Il bilancio previsionale non è un documento camerale ufficiale, ma uno strumento di pianificazione. La sua utilità dipende dalla qualità delle ipotesi su cui viene costruito e dalla capacità dell’impresa di monitorare gli scostamenti tra dati previsti e risultati effettivi.
Bilancio ottico: cos’è e quando scaricarlo
Il bilancio ottico è la copia del bilancio depositato presso la Camera di Commercio, disponibile come documento ufficiale.
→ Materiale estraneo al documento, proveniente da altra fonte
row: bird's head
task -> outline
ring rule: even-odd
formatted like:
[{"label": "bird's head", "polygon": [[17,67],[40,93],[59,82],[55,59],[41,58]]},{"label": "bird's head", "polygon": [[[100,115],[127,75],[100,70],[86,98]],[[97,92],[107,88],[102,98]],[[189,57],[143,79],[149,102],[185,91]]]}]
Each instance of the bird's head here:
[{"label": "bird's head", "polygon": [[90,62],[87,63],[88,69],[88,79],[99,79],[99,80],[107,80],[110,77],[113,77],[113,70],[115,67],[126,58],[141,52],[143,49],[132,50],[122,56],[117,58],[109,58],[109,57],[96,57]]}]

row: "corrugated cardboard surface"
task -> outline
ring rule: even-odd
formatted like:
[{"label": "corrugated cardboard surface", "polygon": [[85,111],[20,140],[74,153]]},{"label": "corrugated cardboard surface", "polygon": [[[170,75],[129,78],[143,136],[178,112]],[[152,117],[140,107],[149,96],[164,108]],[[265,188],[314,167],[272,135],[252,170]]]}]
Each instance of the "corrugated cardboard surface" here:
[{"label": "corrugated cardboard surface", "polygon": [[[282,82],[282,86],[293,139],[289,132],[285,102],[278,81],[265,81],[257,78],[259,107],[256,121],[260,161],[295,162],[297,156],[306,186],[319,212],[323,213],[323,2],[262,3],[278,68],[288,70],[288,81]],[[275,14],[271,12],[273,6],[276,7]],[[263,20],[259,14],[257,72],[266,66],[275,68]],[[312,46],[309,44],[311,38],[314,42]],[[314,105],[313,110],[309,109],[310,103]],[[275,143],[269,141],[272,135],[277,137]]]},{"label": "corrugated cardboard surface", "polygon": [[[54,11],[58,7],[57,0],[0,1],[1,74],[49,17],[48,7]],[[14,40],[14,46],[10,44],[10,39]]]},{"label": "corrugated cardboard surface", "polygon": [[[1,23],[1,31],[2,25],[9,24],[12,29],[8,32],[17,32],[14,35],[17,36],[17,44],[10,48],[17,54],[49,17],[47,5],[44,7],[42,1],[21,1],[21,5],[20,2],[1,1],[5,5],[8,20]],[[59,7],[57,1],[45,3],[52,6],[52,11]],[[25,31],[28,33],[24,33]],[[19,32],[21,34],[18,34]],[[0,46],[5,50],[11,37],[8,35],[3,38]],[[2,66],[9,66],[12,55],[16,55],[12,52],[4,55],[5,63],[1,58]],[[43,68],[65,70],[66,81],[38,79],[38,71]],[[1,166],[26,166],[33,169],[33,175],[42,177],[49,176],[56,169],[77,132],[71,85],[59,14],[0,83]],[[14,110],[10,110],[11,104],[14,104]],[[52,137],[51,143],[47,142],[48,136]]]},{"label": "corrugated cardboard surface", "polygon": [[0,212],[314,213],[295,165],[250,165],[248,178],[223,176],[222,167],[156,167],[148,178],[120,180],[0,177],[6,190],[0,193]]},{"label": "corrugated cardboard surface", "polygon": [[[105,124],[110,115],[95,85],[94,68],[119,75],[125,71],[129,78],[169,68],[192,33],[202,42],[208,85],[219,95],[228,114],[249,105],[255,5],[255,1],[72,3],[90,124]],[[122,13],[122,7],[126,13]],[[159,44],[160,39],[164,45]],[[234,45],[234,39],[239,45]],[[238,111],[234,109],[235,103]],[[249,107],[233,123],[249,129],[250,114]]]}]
È utile quando non basta consultare dati sintetici, ma serve vedere il documento depositato nella sua forma originale.
Può servire, per esempio, per:
- approfondire i dettagli del bilancio di una società;
- verificare le voci contabili ufficiali;
- consultare nota integrativa e allegati disponibili;
- effettuare controlli prima di una trattativa;
- analizzare un cliente, un fornitore o un competitor;
- supportare attività di due diligence o valutazione aziendale.
Il bilancio ottico è particolarmente utile quando si vuole passare da una lettura sintetica dei dati a un’analisi più approfondita del documento ufficiale.
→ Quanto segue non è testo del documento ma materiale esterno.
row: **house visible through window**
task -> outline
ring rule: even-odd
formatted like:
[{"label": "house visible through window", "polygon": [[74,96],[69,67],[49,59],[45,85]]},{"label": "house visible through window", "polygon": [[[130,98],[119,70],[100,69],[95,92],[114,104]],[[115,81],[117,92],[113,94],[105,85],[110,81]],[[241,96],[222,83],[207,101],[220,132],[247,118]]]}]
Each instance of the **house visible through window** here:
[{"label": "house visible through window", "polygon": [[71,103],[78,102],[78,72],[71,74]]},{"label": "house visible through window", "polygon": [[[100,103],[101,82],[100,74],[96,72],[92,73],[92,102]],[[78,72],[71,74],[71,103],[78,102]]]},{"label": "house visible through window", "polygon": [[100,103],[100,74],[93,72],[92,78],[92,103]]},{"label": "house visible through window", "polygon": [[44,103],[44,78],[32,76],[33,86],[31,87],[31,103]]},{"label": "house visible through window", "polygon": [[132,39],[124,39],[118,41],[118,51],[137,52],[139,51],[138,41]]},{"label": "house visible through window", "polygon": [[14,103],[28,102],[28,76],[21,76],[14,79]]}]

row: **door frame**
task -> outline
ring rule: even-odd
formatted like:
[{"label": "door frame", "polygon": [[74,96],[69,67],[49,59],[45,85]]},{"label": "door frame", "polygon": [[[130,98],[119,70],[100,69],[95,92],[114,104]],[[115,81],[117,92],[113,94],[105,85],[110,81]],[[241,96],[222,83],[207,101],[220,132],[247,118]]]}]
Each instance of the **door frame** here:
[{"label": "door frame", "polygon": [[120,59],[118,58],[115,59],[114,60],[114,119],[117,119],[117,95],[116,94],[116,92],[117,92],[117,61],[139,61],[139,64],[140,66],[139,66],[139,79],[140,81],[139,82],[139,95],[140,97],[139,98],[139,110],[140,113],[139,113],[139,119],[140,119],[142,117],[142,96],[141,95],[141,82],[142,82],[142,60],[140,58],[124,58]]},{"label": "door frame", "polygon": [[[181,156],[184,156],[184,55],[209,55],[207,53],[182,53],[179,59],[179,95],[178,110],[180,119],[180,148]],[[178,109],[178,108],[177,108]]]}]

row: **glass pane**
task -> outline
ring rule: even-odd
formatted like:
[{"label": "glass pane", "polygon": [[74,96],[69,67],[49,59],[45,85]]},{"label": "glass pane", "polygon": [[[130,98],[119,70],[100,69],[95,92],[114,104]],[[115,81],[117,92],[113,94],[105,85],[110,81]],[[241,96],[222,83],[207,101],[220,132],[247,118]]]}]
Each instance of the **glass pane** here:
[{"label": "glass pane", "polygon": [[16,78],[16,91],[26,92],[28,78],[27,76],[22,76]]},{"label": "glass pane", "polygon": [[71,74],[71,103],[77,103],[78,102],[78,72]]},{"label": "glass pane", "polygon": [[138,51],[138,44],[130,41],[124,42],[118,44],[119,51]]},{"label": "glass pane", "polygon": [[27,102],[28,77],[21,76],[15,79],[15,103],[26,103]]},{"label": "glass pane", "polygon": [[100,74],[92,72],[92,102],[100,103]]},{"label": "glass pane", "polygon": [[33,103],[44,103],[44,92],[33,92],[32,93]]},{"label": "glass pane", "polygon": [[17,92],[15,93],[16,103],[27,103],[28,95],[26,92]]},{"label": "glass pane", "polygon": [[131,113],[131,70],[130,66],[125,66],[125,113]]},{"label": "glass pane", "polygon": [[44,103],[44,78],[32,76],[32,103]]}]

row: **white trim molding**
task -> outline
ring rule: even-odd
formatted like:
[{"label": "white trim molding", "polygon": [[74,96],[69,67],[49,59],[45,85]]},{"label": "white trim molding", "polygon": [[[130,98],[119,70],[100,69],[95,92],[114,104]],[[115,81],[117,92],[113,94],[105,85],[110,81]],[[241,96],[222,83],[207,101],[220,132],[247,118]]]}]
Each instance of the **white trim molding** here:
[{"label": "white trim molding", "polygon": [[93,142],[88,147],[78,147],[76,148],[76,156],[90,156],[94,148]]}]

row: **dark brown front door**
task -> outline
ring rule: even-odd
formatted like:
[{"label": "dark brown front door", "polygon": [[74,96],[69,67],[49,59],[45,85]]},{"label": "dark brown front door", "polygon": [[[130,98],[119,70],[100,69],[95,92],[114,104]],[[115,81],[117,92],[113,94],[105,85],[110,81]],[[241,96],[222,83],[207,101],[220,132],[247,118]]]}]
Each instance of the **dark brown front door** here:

Quale bilancio consultare per valutare un’azienda
La scelta del bilancio da consultare dipende dall’obiettivo dell’analisi. Se si vuole capire quanto fattura un’azienda, se genera utili o qual è il suo EBITDA, può essere sufficiente partire dai dati sintetici di bilancio. Se invece si vuole analizzare in modo più approfondito la struttura economica e patrimoniale della società, è utile consultare il bilancio depositato.
Per una verifica rapida possono bastare dati come:
- fatturato;
- EBITDA;
- utile;
- patrimonio netto;
- anno dell’ultimo bilancio;
- codice ATECO;
- forma giuridica.
Per una valutazione più completa, invece, conviene leggere anche il bilancio ottico, la visura camerale e, quando necessario, altri documenti ufficiali.
Il punto centrale è che il bilancio non va letto come un documento isolato. I numeri acquistano significato solo se confrontati con settore, dimensione dell’impresa, andamento storico e caratteristiche del mercato in cui l’azienda opera.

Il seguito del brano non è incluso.